Okay, I admit that this question is very simple (it won't be ignored by STL children). If I read the wrong question, it will lead to success... Speechless...

 

Today's 250 is not very difficult. The main points are:

1. For string cutting, the handwritten cut function is relatively safe. Of course, the STL string stream can be directly cut by space.

2. Search for keywords. Well, here is a good technique. Use the red/black tree (SET) to maintain all the dangerous keywords.

3. The judgment condition is that the dangerous website is only used when the dangerous keywords exceed the specified value. Otherwise, no.

4. When a website is a dangerous website, all its keywords are dangerous. At this time, we need to add all the keywords to the red/black tree for management.

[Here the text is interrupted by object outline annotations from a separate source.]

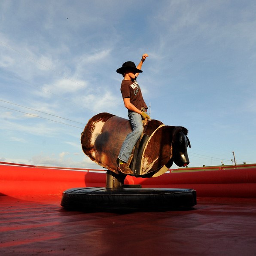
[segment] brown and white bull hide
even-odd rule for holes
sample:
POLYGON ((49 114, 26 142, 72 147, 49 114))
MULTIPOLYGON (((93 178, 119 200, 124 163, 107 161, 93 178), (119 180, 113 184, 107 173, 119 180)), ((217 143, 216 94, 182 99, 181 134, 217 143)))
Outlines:
MULTIPOLYGON (((88 122, 81 142, 85 153, 100 165, 116 174, 116 159, 122 145, 132 129, 129 121, 108 113, 101 113, 88 122)), ((162 122, 149 121, 130 168, 136 177, 156 177, 172 165, 173 144, 180 146, 183 140, 186 152, 175 153, 180 166, 188 164, 187 130, 183 127, 165 125, 162 122), (178 134, 176 136, 176 134, 178 134), (175 138, 178 138, 178 139, 175 138), (185 155, 184 155, 185 154, 185 155)), ((184 146, 184 145, 183 145, 184 146)), ((189 145, 190 146, 190 145, 189 145)))

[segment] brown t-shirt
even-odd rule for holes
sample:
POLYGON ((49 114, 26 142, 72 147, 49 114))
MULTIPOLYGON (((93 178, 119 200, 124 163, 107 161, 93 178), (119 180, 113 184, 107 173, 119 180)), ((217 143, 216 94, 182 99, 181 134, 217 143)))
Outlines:
POLYGON ((130 102, 138 109, 140 110, 142 107, 147 109, 140 88, 136 79, 134 81, 123 80, 121 84, 121 92, 123 99, 130 98, 130 102))

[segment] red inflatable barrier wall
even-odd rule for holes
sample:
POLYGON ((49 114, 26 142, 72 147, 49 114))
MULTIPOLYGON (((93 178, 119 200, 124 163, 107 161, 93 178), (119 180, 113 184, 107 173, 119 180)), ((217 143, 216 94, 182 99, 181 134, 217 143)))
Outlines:
MULTIPOLYGON (((0 195, 60 195, 75 187, 104 187, 106 174, 54 168, 0 165, 0 195)), ((193 189, 198 196, 256 198, 256 168, 170 173, 156 178, 127 176, 126 184, 193 189)))

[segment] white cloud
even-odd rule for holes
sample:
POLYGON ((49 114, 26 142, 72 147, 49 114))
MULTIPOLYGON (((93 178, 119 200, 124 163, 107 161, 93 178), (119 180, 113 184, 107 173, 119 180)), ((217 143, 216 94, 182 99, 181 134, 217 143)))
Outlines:
POLYGON ((12 141, 15 141, 15 142, 22 142, 23 143, 27 143, 24 139, 22 138, 17 138, 17 137, 10 137, 10 140, 12 141))

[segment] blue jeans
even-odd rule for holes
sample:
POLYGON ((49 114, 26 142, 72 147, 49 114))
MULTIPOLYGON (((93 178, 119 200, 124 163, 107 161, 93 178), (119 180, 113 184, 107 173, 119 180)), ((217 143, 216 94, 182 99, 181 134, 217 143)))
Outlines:
POLYGON ((118 158, 127 163, 132 149, 143 131, 141 116, 135 112, 128 111, 128 117, 131 121, 132 131, 127 134, 121 148, 118 158))

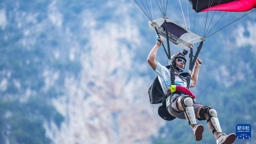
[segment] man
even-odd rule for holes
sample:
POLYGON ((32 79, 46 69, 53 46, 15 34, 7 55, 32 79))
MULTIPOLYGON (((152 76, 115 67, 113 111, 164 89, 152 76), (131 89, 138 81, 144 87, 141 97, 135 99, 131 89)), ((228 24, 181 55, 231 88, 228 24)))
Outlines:
MULTIPOLYGON (((166 95, 171 85, 170 71, 155 60, 158 48, 163 42, 163 39, 158 39, 155 45, 148 55, 147 61, 158 76, 162 89, 166 95)), ((175 67, 175 85, 186 87, 186 79, 179 75, 180 72, 183 71, 186 64, 186 60, 185 55, 181 53, 176 54, 172 57, 171 61, 175 67)), ((191 76, 190 87, 194 87, 196 84, 202 62, 200 59, 197 59, 191 76)), ((227 136, 222 133, 217 112, 215 109, 210 106, 195 103, 191 96, 185 95, 182 93, 175 92, 171 98, 169 96, 166 99, 166 106, 168 112, 171 115, 180 119, 187 120, 193 131, 194 136, 196 141, 202 139, 204 129, 202 125, 197 125, 196 119, 199 120, 207 120, 208 127, 216 139, 217 144, 231 144, 236 140, 234 134, 232 133, 227 136), (170 101, 171 104, 170 104, 170 101)))

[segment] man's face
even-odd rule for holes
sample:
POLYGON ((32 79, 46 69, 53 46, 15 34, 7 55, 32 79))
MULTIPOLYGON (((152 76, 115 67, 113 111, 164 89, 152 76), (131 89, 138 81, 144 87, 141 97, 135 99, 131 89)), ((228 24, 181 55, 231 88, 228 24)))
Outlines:
POLYGON ((176 65, 177 66, 179 67, 180 68, 181 68, 183 69, 184 69, 184 67, 185 67, 185 65, 184 64, 184 62, 185 61, 183 59, 182 59, 181 58, 178 58, 176 59, 175 60, 175 61, 176 62, 176 65), (180 60, 178 60, 178 59, 181 59, 182 60, 182 61, 180 62, 179 62, 178 61, 180 61, 180 60))

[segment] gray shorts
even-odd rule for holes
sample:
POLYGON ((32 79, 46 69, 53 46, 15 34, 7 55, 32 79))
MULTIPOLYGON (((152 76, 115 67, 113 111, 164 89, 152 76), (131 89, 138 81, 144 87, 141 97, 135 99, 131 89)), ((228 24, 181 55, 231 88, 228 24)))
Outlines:
MULTIPOLYGON (((178 109, 176 105, 176 102, 177 100, 180 96, 182 96, 179 95, 175 95, 172 97, 172 104, 170 104, 167 108, 167 110, 169 113, 173 116, 180 119, 186 119, 185 117, 185 114, 184 111, 180 111, 178 109)), ((170 101, 170 99, 168 100, 170 101)), ((168 103, 168 102, 167 102, 168 103)), ((197 110, 200 107, 204 106, 200 104, 196 103, 194 103, 193 104, 193 107, 194 107, 194 110, 195 111, 195 113, 196 114, 197 110)), ((197 119, 197 118, 196 118, 197 119)))

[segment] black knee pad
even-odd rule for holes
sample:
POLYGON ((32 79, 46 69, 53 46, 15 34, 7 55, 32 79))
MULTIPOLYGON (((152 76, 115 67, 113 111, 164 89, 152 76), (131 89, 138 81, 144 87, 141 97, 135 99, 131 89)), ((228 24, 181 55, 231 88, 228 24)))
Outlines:
POLYGON ((202 107, 199 111, 199 115, 200 116, 200 118, 197 118, 199 120, 206 120, 206 118, 205 117, 205 116, 204 115, 204 114, 205 113, 207 114, 207 112, 210 109, 212 108, 212 107, 208 106, 205 106, 202 107))

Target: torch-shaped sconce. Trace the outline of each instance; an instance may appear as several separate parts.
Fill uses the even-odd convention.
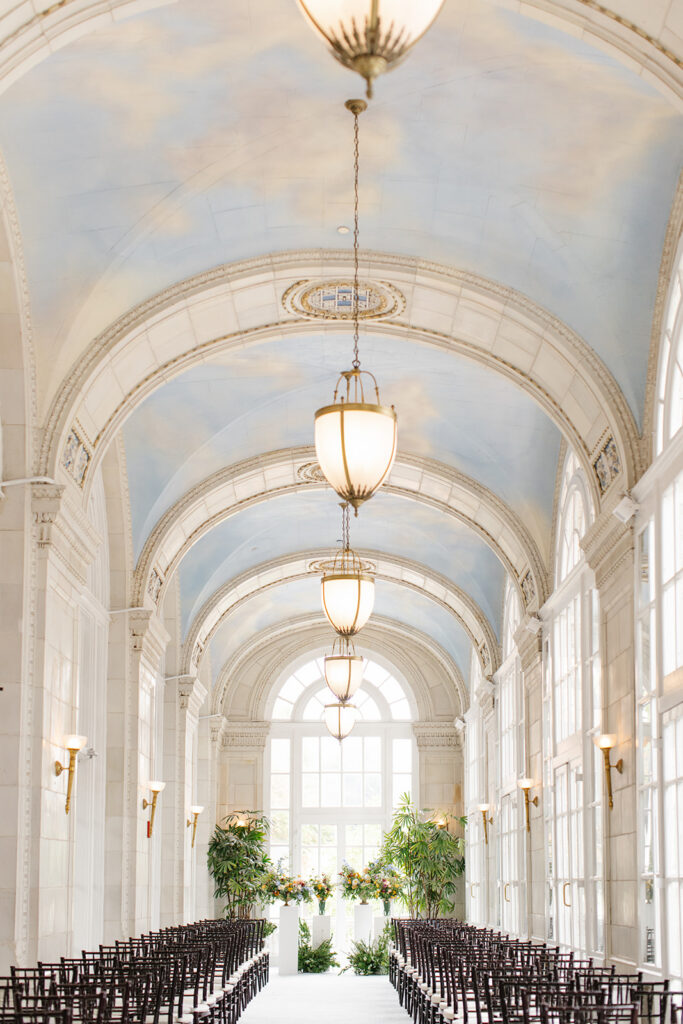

5. For the reason of 4, to scan n times (similar to the bellmanford algorithm), the order of addition is not the original order. Here, the ID is sorted at the end,

You can use a ing map to store subscript.

 

 

My code (core part ):

Set <string> st; <br/> Map <string, int> ID; <br/> bool use [60]; </P> <p> bool comp (const string & A, const string & B) <br/>{< br/> return ID [a] <ID [B]; <br/>}</P> <p> bool check (const string & Key, int num) <br/>{< br/> int Len = key. length (); <br/> string ret; <br/> vector <string> V; <br/> int CNT = 0, size = 0; </P> <p> for (INT I = 0; I <Len; I ++) <br/> {<br/> ret = ""; <br/> while (I <Len & Key [I]! = '') <Br/>{< br/> RET + = Key [I]; <br/> I ++; <br/>}< br/> v. push_back (RET); <br/>}< br/> size = v. size (); </P> <p> for (INT I = 0; I <size; I ++) <br/> If (St. find (V [I])! = ST. end () <br/>{< br/> CNT ++; <br/>}</P> <p> If (CNT> = num) <br/> {<br/> for (INT I = 0; I <size; I ++) <br/> St. insert (V [I]); <br/> return true; <br/>}< br/> else <br/> return false; <br/>}</P> <p> class internetsecurity <br/>{< br/> public: <br/> vector <string> determinewebsite (vector <string> Add, vector <string> key, vector <string> Dang, int num) <br/>{< br/> int n = add. size (); <br/> vector <string> V; </P> <p> memset (Use, 0, sizeof (use); <br/> ID. clear (); <br/> St. clear (); <br/> for (INT I = 0; I <n; I ++) <br/> ID [add [I] = I; <br/> int size = Dang. size (); <br/> for (INT I = 0; I <size; I ++) <br/> St. insert (Dang [I]); </P> <p> for (int K = 0; k <n; k ++) <br/> for (INT I = 0; I <n; I ++) <br/> If (! Use [I] & check (Key [I], num) <br/>{< br/> use [I] = true; <br/> v. push_back (add [I]); <br/>}</P> <p> sort (v. begin (), V. end (), comp); <br/> return V; <br/>}< br/> };

 

Conclusion: Reading questions carefully should not be difficult to understand. It is a bad phenomenon to hate reading questions recently.